Appleby is one of the very few offshore firms to open in Switzerland and is the first of the major offshore firms to do so. Appleby’s expansion strategy has included a focus on establishing in major financial centres with significant institutions and private wealth. The new offices will provide clients with direct access to most of the world’s leading offshore jurisdictions, including Bermuda, the British Virgin Islands, the Cayman Islands, Jersey and Mauritius.

The new Swiss office will be led by Jonathan Vanderkar, a Partner in the firm, who has been a member of the Banking and Asset Finance Team in the firm’s Corporate Commercial Practice Group. Jonathan has extensive experience in corporate lending, project finance, asset based lending, acquisition finance and securitization.
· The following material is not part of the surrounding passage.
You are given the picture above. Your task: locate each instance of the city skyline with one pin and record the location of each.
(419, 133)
His clients include HSBC, Barclays, Bank of America, Miramax, The Walt Disney Company and Paramount Pictures. He joined Appleby in 2006 from Olswang in London where he specialised in banking and structured film financing.
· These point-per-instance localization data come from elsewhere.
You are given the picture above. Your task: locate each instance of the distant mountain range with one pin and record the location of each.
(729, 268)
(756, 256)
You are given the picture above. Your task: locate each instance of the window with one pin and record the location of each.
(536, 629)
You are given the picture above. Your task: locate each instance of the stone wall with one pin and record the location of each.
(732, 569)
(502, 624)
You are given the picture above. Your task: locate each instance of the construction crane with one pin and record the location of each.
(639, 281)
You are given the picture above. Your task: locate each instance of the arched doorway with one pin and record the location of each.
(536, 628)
he Zurich office will continue Appleby’s focus in high growth international corporate and private wealth markets, providing private banks, wealth management and other institutions, as well as European, Middle Eastern and Asian based clients whose funds are managed in Switzerland, with direct access to high level offshore services. On the corporate side the office will focus on the insurance and funds sectors to provide direct access to the firm’s specialist expertise in the Bermuda, Cayman, Mauritius, Jersey and B.V.I. markets.